Legal rights are, clearly, rights which exist under the rules of legal systems. They raise a number of different philosophical issues.
(1) Whether legal rights are conceptually related to other types of rights, principally moral rights; (
2) What the analysis of the concept of a legal right is;
(3) What kinds of entities can be legal right-holders;
(4) Whether there any kinds of rights which are exclusive to, or at least have much greater importance in, legal systems, as opposed to morality;
(5) What rights legal systems ought to create or recognise. Issue
(6) is primarily one of moral and political philosophy, and is not different in general principle from the issue of what duties, permissions, powers, etc, legal systems ought to create or recognise. It will not, therefore, be addressed here.

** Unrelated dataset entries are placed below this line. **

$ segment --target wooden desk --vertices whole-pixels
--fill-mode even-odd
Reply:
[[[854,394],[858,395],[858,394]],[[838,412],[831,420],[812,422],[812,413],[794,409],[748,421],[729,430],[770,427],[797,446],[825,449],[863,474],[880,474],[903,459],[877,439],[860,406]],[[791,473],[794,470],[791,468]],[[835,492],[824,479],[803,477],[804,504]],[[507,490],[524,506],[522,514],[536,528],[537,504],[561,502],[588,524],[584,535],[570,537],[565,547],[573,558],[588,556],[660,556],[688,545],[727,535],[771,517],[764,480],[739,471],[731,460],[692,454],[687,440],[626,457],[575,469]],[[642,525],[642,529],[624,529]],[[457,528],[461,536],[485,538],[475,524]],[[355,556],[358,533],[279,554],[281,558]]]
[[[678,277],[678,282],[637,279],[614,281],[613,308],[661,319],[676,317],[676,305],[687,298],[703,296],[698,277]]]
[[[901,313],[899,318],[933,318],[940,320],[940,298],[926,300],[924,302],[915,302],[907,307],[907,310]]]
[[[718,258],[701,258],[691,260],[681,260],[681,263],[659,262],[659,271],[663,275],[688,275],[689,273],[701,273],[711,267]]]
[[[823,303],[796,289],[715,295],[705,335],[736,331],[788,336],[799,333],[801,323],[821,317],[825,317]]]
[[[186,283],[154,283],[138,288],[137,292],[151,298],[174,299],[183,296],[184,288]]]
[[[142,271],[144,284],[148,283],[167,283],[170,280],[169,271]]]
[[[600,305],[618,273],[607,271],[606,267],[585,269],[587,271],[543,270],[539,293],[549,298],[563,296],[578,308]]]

A preliminary point should be mentioned. Do all legal systems have a concept of rights? Their use is pervasive in modern legal systems. We talk of legislatures having the legal right to pass laws, of judges to decide cases, of private individuals to make wills and contracts; as well as of constitutions providing legal rights to the citizens against fellow citizens and against the state itself. Yet it has been suggested that even some sophisticated earlier systems, such as Roman law, had no terminology which clearly separated rights from duties (see Maine (1861), 269–70 ).
The question is primarily one for legal historians and will not be pursued here, but it may be remarked that it may still be legitimate when describing those systems to talk of rights in the modern sense, since Roman law, for example, clearly achieved many of the same results as contemporary systems. Presumably, it did so by deploying some of the more basic concepts into which rights can, arguably, be analysed.